Les Etats-Unis ont certes toujours été critiques du fonctionnement du CDH et de sa sélectivité à l’égard d’Israël. Leur volonté de retrait surprend néanmoins. Au sein de l’organisation non gouvernementale Human Rights Watch, Sébastien Gillioz ne cache pas sa consternation: «C’est une grosse déception. Est-ce le dernier coup de l’administration Bush? Ce retrait risque de donner raison aux révisionnistes, à ceux qui veulent des droits de l’homme à la carte.» Autre hypothèse: la décision de retrait du CDH, qui semble venir directement de Washington, pourrait avoir un lien avec la campagne présidentielle. Ce serait une manière de miner le terrain du démocrate Barack Obama, qui a tenu des propos pro-israéliens sur Jérusalem mercredi (lire ci-dessous).
Il y a quelques mois, des émissaires américains étaient venus à Genève pour sonder le terrain. Et pour avancer, de façon un peu provocatrice, que Washington pourrait tout à fait vivre sans CDH, avec le Haut-Commissariat aux droits de l’homme et la IIIe Commission de l’Assemblée générale de l’ONU à New York, chargée des droits de l’homme. Aujourd’hui, même la conseillère fédérale Micheline Calmy-Rey reconnaît qu’entre New York et Genève, des réglages s’imposent. En juin 2007, les Etats-Unis refusaient la visite de cinq rapporteurs spéciaux du CDH à Guantanamo, arguant qu’ils ne pouvaient pas les laisser interviewer des détenus à huis clos.

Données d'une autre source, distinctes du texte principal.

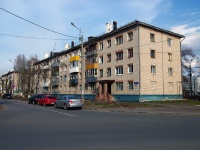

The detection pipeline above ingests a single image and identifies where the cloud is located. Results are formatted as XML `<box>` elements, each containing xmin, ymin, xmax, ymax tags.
<box><xmin>172</xmin><ymin>24</ymin><xmax>200</xmax><ymax>51</ymax></box>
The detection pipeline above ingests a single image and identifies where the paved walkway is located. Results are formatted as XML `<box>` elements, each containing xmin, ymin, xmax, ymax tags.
<box><xmin>91</xmin><ymin>105</ymin><xmax>200</xmax><ymax>116</ymax></box>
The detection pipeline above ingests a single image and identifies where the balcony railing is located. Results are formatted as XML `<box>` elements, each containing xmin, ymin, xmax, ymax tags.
<box><xmin>70</xmin><ymin>79</ymin><xmax>78</xmax><ymax>85</ymax></box>
<box><xmin>51</xmin><ymin>81</ymin><xmax>59</xmax><ymax>86</ymax></box>
<box><xmin>69</xmin><ymin>67</ymin><xmax>79</xmax><ymax>73</ymax></box>
<box><xmin>52</xmin><ymin>72</ymin><xmax>59</xmax><ymax>77</ymax></box>
<box><xmin>43</xmin><ymin>82</ymin><xmax>49</xmax><ymax>87</ymax></box>
<box><xmin>86</xmin><ymin>76</ymin><xmax>97</xmax><ymax>83</ymax></box>
<box><xmin>86</xmin><ymin>50</ymin><xmax>97</xmax><ymax>57</ymax></box>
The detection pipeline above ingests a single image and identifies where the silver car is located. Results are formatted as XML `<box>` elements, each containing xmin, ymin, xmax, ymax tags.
<box><xmin>54</xmin><ymin>95</ymin><xmax>84</xmax><ymax>110</ymax></box>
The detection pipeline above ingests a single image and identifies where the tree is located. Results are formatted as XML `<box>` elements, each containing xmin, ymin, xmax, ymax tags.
<box><xmin>14</xmin><ymin>54</ymin><xmax>39</xmax><ymax>96</ymax></box>
<box><xmin>181</xmin><ymin>45</ymin><xmax>195</xmax><ymax>82</ymax></box>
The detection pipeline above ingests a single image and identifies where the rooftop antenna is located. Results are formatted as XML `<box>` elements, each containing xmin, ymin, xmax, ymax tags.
<box><xmin>53</xmin><ymin>43</ymin><xmax>56</xmax><ymax>52</ymax></box>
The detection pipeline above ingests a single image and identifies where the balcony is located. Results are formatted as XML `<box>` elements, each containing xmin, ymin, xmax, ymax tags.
<box><xmin>86</xmin><ymin>76</ymin><xmax>97</xmax><ymax>83</ymax></box>
<box><xmin>70</xmin><ymin>56</ymin><xmax>80</xmax><ymax>62</ymax></box>
<box><xmin>86</xmin><ymin>50</ymin><xmax>97</xmax><ymax>57</ymax></box>
<box><xmin>86</xmin><ymin>63</ymin><xmax>98</xmax><ymax>70</ymax></box>
<box><xmin>43</xmin><ymin>82</ymin><xmax>49</xmax><ymax>87</ymax></box>
<box><xmin>43</xmin><ymin>65</ymin><xmax>49</xmax><ymax>70</ymax></box>
<box><xmin>70</xmin><ymin>79</ymin><xmax>78</xmax><ymax>85</ymax></box>
<box><xmin>69</xmin><ymin>67</ymin><xmax>79</xmax><ymax>73</ymax></box>
<box><xmin>52</xmin><ymin>72</ymin><xmax>59</xmax><ymax>77</ymax></box>
<box><xmin>51</xmin><ymin>77</ymin><xmax>59</xmax><ymax>86</ymax></box>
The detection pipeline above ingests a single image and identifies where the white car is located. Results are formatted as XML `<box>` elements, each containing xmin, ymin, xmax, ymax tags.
<box><xmin>54</xmin><ymin>95</ymin><xmax>84</xmax><ymax>110</ymax></box>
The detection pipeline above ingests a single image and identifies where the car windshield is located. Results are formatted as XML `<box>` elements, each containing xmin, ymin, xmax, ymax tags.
<box><xmin>47</xmin><ymin>96</ymin><xmax>56</xmax><ymax>99</ymax></box>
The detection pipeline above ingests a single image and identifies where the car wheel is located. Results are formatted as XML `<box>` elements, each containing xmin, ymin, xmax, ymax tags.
<box><xmin>37</xmin><ymin>102</ymin><xmax>40</xmax><ymax>105</ymax></box>
<box><xmin>64</xmin><ymin>104</ymin><xmax>68</xmax><ymax>110</ymax></box>
<box><xmin>54</xmin><ymin>103</ymin><xmax>57</xmax><ymax>108</ymax></box>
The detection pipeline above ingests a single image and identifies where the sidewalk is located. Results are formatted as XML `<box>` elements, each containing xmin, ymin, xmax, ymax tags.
<box><xmin>91</xmin><ymin>104</ymin><xmax>200</xmax><ymax>116</ymax></box>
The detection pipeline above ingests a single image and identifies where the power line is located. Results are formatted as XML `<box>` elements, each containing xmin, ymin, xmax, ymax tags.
<box><xmin>0</xmin><ymin>33</ymin><xmax>77</xmax><ymax>41</ymax></box>
<box><xmin>0</xmin><ymin>7</ymin><xmax>78</xmax><ymax>39</ymax></box>
<box><xmin>171</xmin><ymin>16</ymin><xmax>200</xmax><ymax>30</ymax></box>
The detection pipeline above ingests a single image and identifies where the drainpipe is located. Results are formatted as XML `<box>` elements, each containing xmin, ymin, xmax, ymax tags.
<box><xmin>137</xmin><ymin>22</ymin><xmax>141</xmax><ymax>100</ymax></box>
<box><xmin>180</xmin><ymin>37</ymin><xmax>185</xmax><ymax>98</ymax></box>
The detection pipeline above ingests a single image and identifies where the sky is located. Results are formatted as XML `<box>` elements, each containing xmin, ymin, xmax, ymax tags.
<box><xmin>1</xmin><ymin>0</ymin><xmax>200</xmax><ymax>75</ymax></box>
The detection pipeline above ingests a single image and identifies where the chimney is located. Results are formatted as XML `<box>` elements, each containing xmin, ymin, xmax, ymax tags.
<box><xmin>71</xmin><ymin>41</ymin><xmax>74</xmax><ymax>48</ymax></box>
<box><xmin>113</xmin><ymin>21</ymin><xmax>117</xmax><ymax>30</ymax></box>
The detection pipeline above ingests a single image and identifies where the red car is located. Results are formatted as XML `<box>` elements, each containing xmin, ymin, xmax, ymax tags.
<box><xmin>37</xmin><ymin>95</ymin><xmax>57</xmax><ymax>106</ymax></box>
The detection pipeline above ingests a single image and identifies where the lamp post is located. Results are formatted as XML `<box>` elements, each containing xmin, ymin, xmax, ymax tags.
<box><xmin>71</xmin><ymin>22</ymin><xmax>85</xmax><ymax>100</ymax></box>
<box><xmin>189</xmin><ymin>59</ymin><xmax>193</xmax><ymax>95</ymax></box>
<box><xmin>9</xmin><ymin>60</ymin><xmax>15</xmax><ymax>95</ymax></box>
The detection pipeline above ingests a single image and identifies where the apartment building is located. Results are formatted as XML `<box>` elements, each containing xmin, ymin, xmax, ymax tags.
<box><xmin>1</xmin><ymin>71</ymin><xmax>19</xmax><ymax>95</ymax></box>
<box><xmin>34</xmin><ymin>20</ymin><xmax>184</xmax><ymax>101</ymax></box>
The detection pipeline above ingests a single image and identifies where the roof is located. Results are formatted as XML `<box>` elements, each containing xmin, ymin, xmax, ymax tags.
<box><xmin>34</xmin><ymin>20</ymin><xmax>184</xmax><ymax>65</ymax></box>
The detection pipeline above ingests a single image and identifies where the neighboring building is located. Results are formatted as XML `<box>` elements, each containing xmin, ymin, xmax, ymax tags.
<box><xmin>1</xmin><ymin>70</ymin><xmax>19</xmax><ymax>95</ymax></box>
<box><xmin>34</xmin><ymin>20</ymin><xmax>184</xmax><ymax>101</ymax></box>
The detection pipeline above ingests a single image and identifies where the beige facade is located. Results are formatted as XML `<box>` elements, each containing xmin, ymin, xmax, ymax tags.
<box><xmin>34</xmin><ymin>20</ymin><xmax>183</xmax><ymax>101</ymax></box>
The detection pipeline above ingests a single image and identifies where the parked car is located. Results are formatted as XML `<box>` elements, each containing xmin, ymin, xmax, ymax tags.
<box><xmin>2</xmin><ymin>94</ymin><xmax>13</xmax><ymax>99</ymax></box>
<box><xmin>54</xmin><ymin>95</ymin><xmax>84</xmax><ymax>110</ymax></box>
<box><xmin>28</xmin><ymin>94</ymin><xmax>44</xmax><ymax>104</ymax></box>
<box><xmin>37</xmin><ymin>95</ymin><xmax>57</xmax><ymax>106</ymax></box>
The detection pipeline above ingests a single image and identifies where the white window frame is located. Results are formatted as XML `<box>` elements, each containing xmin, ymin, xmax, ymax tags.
<box><xmin>167</xmin><ymin>38</ymin><xmax>172</xmax><ymax>46</ymax></box>
<box><xmin>99</xmin><ymin>56</ymin><xmax>103</xmax><ymax>64</ymax></box>
<box><xmin>128</xmin><ymin>81</ymin><xmax>134</xmax><ymax>90</ymax></box>
<box><xmin>116</xmin><ymin>82</ymin><xmax>123</xmax><ymax>90</ymax></box>
<box><xmin>116</xmin><ymin>36</ymin><xmax>123</xmax><ymax>45</ymax></box>
<box><xmin>116</xmin><ymin>66</ymin><xmax>123</xmax><ymax>75</ymax></box>
<box><xmin>127</xmin><ymin>32</ymin><xmax>133</xmax><ymax>41</ymax></box>
<box><xmin>116</xmin><ymin>51</ymin><xmax>123</xmax><ymax>60</ymax></box>
<box><xmin>151</xmin><ymin>65</ymin><xmax>156</xmax><ymax>74</ymax></box>
<box><xmin>128</xmin><ymin>64</ymin><xmax>133</xmax><ymax>73</ymax></box>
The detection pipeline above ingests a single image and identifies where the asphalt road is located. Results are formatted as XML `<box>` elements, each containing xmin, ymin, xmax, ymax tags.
<box><xmin>0</xmin><ymin>99</ymin><xmax>200</xmax><ymax>150</ymax></box>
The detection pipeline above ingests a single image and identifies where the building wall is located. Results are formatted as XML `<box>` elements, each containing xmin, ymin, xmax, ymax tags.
<box><xmin>139</xmin><ymin>26</ymin><xmax>182</xmax><ymax>97</ymax></box>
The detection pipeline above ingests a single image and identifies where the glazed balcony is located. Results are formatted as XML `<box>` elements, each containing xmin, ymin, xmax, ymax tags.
<box><xmin>70</xmin><ymin>79</ymin><xmax>78</xmax><ymax>85</ymax></box>
<box><xmin>86</xmin><ymin>50</ymin><xmax>97</xmax><ymax>57</ymax></box>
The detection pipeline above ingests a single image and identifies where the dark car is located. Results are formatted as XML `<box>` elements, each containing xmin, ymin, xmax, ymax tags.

Ambassadeur de Suisse auprès de l’ONU, Blaise Godet prend acte de la décision américaine. Il continue néanmoins de croire qu’une «participation active des Etats-Unis ne ferait que renforcer la légitimité et la crédibilité du Conseil des droits de l’homme». Le retrait de Washington risque cependant de polariser davantage encore le CDH. Human Rights Watch pour sa part le répète: «Il n’y a pas d’alternative au Conseil.»